FESTIVAL: CIRC-UN-FLEX
Festival de Circo Contemporâneo
Ovar, vários espaços
23 Mai > 25 Mai 2025
Nos últimos anos, as artes circenses têm sabido reinventar-se com base em abordagens pluridisciplinares, assegurando o surgimento e a afirmação de novas estéticas e mantendo esse desígnio maior de levar o circo a todos os públicos. A variedade da oferta e a sua qualidade intrínseca – e aqui importa relevar o trabalho do INAC – Instituto Nacional de Artes do Circo, sediado em Famalicão – têm feito com que o circo contemporâneo seja chamado, com frequência crescente, a integrar os mais variados programas culturais, quer através de espectáculos isolados, quer de forma conjugada com outras propostas, complementares entre si, sob a forma de um festival. Está neste caso o CIRC-UN-FLEX, evento promovido pelo Município de Ovar e que, no passado fim-de-semana, espalhou pela cidade a magia desta arte milenar no seu poder de contar histórias e explorar novos universos. Em cinco momentos distintos, entre espaços ao ar livre e o palco do Centro de Artes de Ovar, esta primeira edição deu a ver o trabalho de um conjunto de artistas que, das mais variadas formas, desafiaram os limites da arte circense, cruzando a acrobacia, o malabarismo ou a pantomina com o teatro, a dança ou a música.
Não falarei aqui dos espectáculos da dupla “Ferrer & Weidman” (Espanha) e de “Tatsuya” (Japão), grandes protagonistas da noite de estreia do Festival, uma vez que não tive oportunidade de os ver. Já na tarde de sábado, o Largo do Tribunal foi palco de “Les Poids des Nuages”, da companhia “Hors Surface” (França), uma peça que explora a relação entre duas personagens em busca da perfeição. Um enorme trampolim e uma escada erguida aos céus serviram de adereços a uma série de acrobacias de enorme efeito visual e valia técnica, graças ao trabalho coordenado do português Diogo Santos e do marroquino Mohamed Nahhas, dois extraordinários executantes da companhia fundada em 2010 por Damien Droin. Entre o sonho de Ícaro e o desafio das leis da gravidade, os “Hors Surface” foram merecedores do aplauso entusiástico do público neste seu esforço de pôr em cena a capacidade da pessoa em compreender o outro e saber aproximar-se dele, em relativizar entre o que é e o que parece (o “peso das nuvens” funciona como uma bela metáfora) e, através da união de esforços, entregar-se num abraço a um ideal maior.

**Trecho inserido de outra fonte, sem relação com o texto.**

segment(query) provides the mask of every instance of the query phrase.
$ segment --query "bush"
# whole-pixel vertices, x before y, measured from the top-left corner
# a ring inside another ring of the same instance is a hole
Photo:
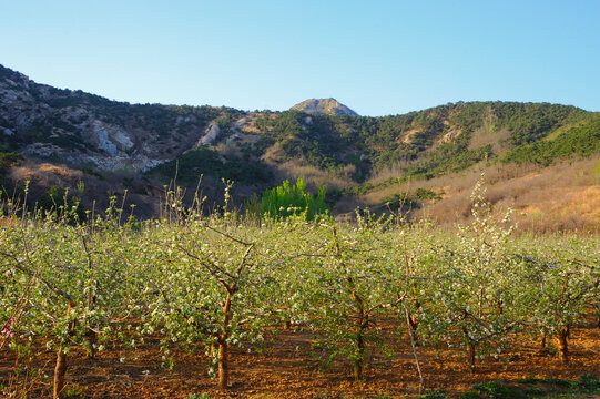
[[[312,221],[328,211],[325,195],[324,186],[318,190],[317,196],[313,197],[306,192],[306,183],[302,178],[292,186],[286,180],[281,186],[263,193],[263,214],[271,217],[287,217],[305,212],[306,219]]]

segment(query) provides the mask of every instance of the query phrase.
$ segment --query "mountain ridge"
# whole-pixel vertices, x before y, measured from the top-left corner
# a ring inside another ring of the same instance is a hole
[[[35,83],[0,65],[4,183],[31,180],[42,196],[52,186],[73,193],[78,180],[102,187],[80,195],[88,204],[94,195],[130,190],[149,215],[157,201],[149,200],[156,191],[148,186],[174,176],[194,186],[203,174],[202,190],[213,202],[222,197],[222,178],[235,181],[244,201],[303,177],[312,190],[325,185],[334,211],[343,213],[396,201],[403,182],[426,186],[485,165],[546,167],[597,156],[599,143],[600,113],[572,105],[457,102],[374,117],[130,104]],[[58,172],[64,168],[70,178]],[[384,194],[393,188],[396,194]]]
[[[308,99],[289,110],[302,111],[309,114],[326,114],[326,115],[349,115],[359,116],[358,113],[342,104],[334,98],[328,99]]]

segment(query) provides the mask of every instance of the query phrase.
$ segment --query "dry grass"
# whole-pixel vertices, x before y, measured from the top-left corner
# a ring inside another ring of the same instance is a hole
[[[308,187],[316,190],[325,186],[325,190],[340,190],[354,185],[352,176],[356,173],[356,166],[346,165],[337,171],[324,171],[318,167],[307,165],[302,161],[289,161],[278,166],[278,178],[289,178],[295,181],[302,178]]]
[[[414,219],[430,218],[440,225],[467,223],[470,193],[485,173],[487,200],[498,212],[515,209],[519,229],[539,232],[600,231],[600,174],[594,172],[599,157],[568,161],[540,168],[533,165],[476,166],[462,173],[430,181],[396,184],[363,195],[366,205],[375,205],[400,192],[418,187],[444,191],[444,198],[413,213]]]

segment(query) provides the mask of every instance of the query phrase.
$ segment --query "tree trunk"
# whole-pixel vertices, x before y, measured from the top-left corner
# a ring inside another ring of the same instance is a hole
[[[558,358],[563,364],[569,362],[569,329],[567,327],[561,327],[557,331],[557,347],[558,347]]]
[[[227,389],[230,383],[230,354],[227,348],[227,338],[230,331],[233,294],[234,291],[231,288],[227,288],[227,297],[225,298],[225,305],[223,305],[223,332],[218,336],[218,355],[216,362],[220,389]]]
[[[354,360],[354,378],[356,378],[356,380],[362,380],[363,370],[365,368],[365,339],[363,338],[363,329],[358,331],[358,336],[356,337],[356,349],[358,356]]]
[[[228,359],[226,339],[218,340],[217,367],[218,367],[218,388],[227,389],[228,388],[227,386],[230,383],[230,359]]]
[[[54,367],[54,399],[62,398],[64,389],[64,375],[67,374],[67,354],[61,347],[57,355],[57,367]]]
[[[71,308],[75,306],[74,303],[70,301],[69,307],[67,308],[67,317],[71,314]],[[72,329],[74,328],[74,320],[69,324],[68,335],[71,335]],[[54,367],[54,399],[62,398],[62,391],[64,389],[64,375],[67,374],[67,352],[64,351],[65,342],[61,342],[59,352],[57,354],[57,366]]]
[[[85,331],[85,346],[88,347],[88,359],[95,358],[95,344],[98,342],[98,336],[95,331],[88,329]]]
[[[546,334],[543,334],[541,336],[541,341],[540,341],[540,350],[539,350],[539,354],[540,355],[547,355],[548,354],[548,348],[546,346]]]
[[[469,344],[467,344],[467,349],[469,351],[470,372],[475,374],[475,359],[477,358],[477,350],[476,350],[477,348],[476,348],[475,344],[469,342]]]

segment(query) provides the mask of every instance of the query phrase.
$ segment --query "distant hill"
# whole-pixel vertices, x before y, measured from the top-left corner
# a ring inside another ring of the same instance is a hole
[[[339,103],[336,99],[311,99],[291,108],[309,114],[350,115],[358,116],[356,112]]]
[[[451,223],[469,217],[467,192],[485,171],[497,186],[491,201],[536,228],[600,229],[599,158],[600,113],[571,105],[458,102],[370,117],[334,99],[284,112],[130,104],[0,65],[0,190],[18,194],[29,181],[32,202],[52,204],[49,193],[69,190],[101,209],[109,195],[126,196],[148,217],[175,177],[191,197],[202,175],[207,209],[222,201],[223,178],[235,182],[241,206],[302,177],[312,190],[326,186],[336,214],[404,207],[417,217],[435,203]]]

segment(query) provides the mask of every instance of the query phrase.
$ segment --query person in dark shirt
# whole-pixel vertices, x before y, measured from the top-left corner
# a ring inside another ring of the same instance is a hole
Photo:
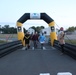
[[[30,47],[29,43],[30,43],[30,34],[29,32],[27,32],[23,38],[23,40],[25,40],[25,45],[26,45],[26,50]]]
[[[37,32],[35,32],[34,34],[33,34],[33,36],[32,36],[32,41],[33,41],[33,49],[34,48],[37,48],[37,42],[38,42],[38,34],[37,34]]]

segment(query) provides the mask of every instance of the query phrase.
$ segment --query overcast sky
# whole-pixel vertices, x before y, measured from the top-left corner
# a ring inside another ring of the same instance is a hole
[[[47,13],[55,22],[56,27],[65,29],[76,26],[76,0],[0,0],[0,25],[11,23],[14,27],[24,13]],[[27,20],[23,26],[45,26],[43,20]]]

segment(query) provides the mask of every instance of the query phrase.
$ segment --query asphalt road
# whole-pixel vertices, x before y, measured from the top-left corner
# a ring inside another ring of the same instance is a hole
[[[0,58],[0,75],[40,75],[71,72],[76,75],[76,60],[51,46],[35,49],[19,49]]]

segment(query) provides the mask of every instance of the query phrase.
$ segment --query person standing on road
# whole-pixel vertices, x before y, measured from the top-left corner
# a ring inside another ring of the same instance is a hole
[[[37,48],[37,44],[38,44],[38,34],[37,32],[35,32],[32,36],[32,42],[33,42],[33,49]]]
[[[41,44],[41,49],[45,49],[45,47],[44,47],[44,43],[45,43],[44,33],[42,33],[42,34],[39,36],[39,42],[40,42],[40,44]]]
[[[30,47],[29,43],[30,43],[30,34],[29,32],[26,32],[23,40],[25,40],[25,45],[26,45],[26,50]]]
[[[64,36],[65,36],[64,29],[63,29],[63,27],[61,27],[59,34],[58,34],[58,41],[59,41],[59,44],[61,46],[62,54],[64,53],[64,45],[65,45]]]

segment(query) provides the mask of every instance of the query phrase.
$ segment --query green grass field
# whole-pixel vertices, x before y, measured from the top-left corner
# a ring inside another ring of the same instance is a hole
[[[76,40],[65,40],[65,42],[76,45]]]

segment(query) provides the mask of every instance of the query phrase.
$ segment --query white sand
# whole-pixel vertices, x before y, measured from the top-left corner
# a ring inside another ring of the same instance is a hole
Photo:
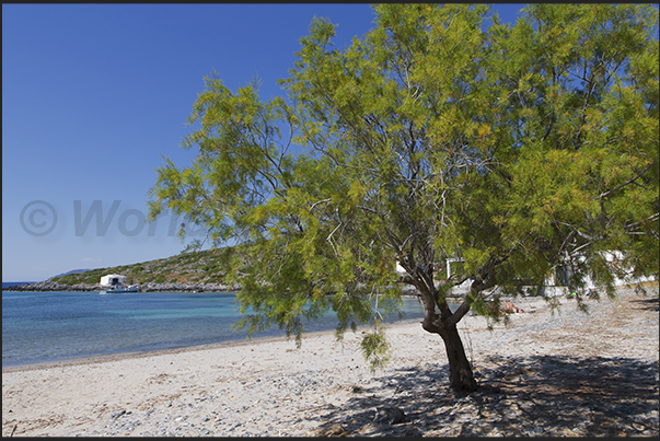
[[[594,303],[589,316],[576,311],[575,301],[564,300],[571,304],[553,315],[542,300],[514,300],[525,313],[512,315],[509,326],[490,332],[484,317],[466,316],[459,328],[475,371],[488,355],[588,355],[603,338],[601,357],[657,361],[658,313],[626,312],[638,299],[628,292],[621,301]],[[611,314],[623,324],[609,327]],[[586,326],[589,333],[579,330]],[[360,337],[348,332],[336,341],[333,333],[319,333],[303,336],[300,349],[293,339],[253,339],[3,369],[2,434],[304,436],[322,422],[323,409],[346,403],[354,386],[373,386],[410,367],[439,370],[448,381],[442,340],[419,323],[389,326],[392,359],[374,374]]]

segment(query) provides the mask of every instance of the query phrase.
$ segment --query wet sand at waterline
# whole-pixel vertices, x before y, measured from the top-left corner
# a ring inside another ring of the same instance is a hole
[[[473,394],[417,320],[387,325],[373,373],[363,329],[3,369],[2,436],[658,436],[657,285],[589,314],[512,300],[508,325],[459,324]]]

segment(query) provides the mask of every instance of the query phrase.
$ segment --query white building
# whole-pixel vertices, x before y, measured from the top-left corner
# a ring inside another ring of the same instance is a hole
[[[102,287],[114,287],[115,285],[126,285],[126,276],[120,276],[116,274],[108,274],[107,276],[103,276],[101,278],[101,282],[99,282]]]

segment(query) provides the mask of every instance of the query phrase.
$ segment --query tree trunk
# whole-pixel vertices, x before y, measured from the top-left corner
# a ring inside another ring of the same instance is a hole
[[[454,391],[474,392],[477,390],[476,381],[472,373],[472,367],[455,325],[451,325],[440,333],[447,349],[449,360],[449,383]]]

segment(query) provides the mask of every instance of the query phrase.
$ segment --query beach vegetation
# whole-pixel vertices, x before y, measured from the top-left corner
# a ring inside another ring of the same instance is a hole
[[[658,277],[658,8],[537,3],[514,24],[486,4],[373,11],[344,48],[314,19],[282,96],[206,77],[182,142],[198,154],[158,169],[150,219],[169,209],[206,227],[193,247],[234,246],[222,269],[251,333],[300,343],[332,310],[338,337],[372,327],[377,365],[374,303],[414,287],[451,387],[475,391],[456,328],[472,309],[499,320],[490,300],[559,268],[592,297]]]

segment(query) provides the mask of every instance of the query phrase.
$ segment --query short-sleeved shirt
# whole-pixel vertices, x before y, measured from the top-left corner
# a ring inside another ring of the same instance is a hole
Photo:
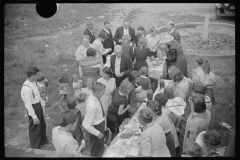
[[[211,71],[210,71],[209,74],[204,74],[204,73],[202,73],[202,74],[200,75],[200,82],[201,82],[202,84],[207,84],[207,85],[213,84],[213,85],[214,85],[214,84],[216,83],[215,74],[212,73]]]
[[[167,114],[166,110],[162,109],[162,114],[160,116],[155,115],[154,119],[155,119],[155,122],[160,127],[162,127],[165,134],[167,134],[168,132],[171,131],[171,124],[170,124],[170,121],[168,119],[168,114]]]
[[[143,90],[149,90],[151,89],[151,80],[148,77],[140,77],[138,85],[142,86]]]
[[[60,126],[57,126],[52,130],[52,142],[57,152],[76,154],[78,149],[77,141],[72,137],[71,133],[62,132],[59,129]]]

“Furo Lento”, de Rui Paixão (Portugal), fechou o segundo dia do Festival com um espectáculo de grande efeito, convidando o espectador a olhar um mundo pós apocalíptico, habitado por entidades cibernéticas como que saídas de jogos de computador, dispostas a subjugar e a humilhar os humanos (leia-se “o público”) de forma autoritária e arrogante. Num cenário evocativo de “2001: Odisseia no Espaço”, Rui Paixão, Pedro Matias e Alan Sencades deram nota de uma extraordinária coordenação e destreza física, juntando à apurada linguagem corporal a componente de expressividade “clownesca” capaz de arrancar saborosas gargalhadas à plateia. “Lost in Translation”, uma criação de Anna Kristin McCarthy, com interpretação de Ireen Peegel, Jaakko Repola e Aleksey Smolov, fechou o Festival na tarde de domingo, lançando para cima da mesa uma série de questões que falam de compreensão, empatia, união. Com um conjunto de adereços simples e muito humor e criatividade, o colectivo da Estónia, Finlândia e Letónia explorou um mundo povoado de muros e fronteiras e no qual as palavras, como os gestos, se reduzem cada vez mais a meros estereótipos. “Alguma dúvida?”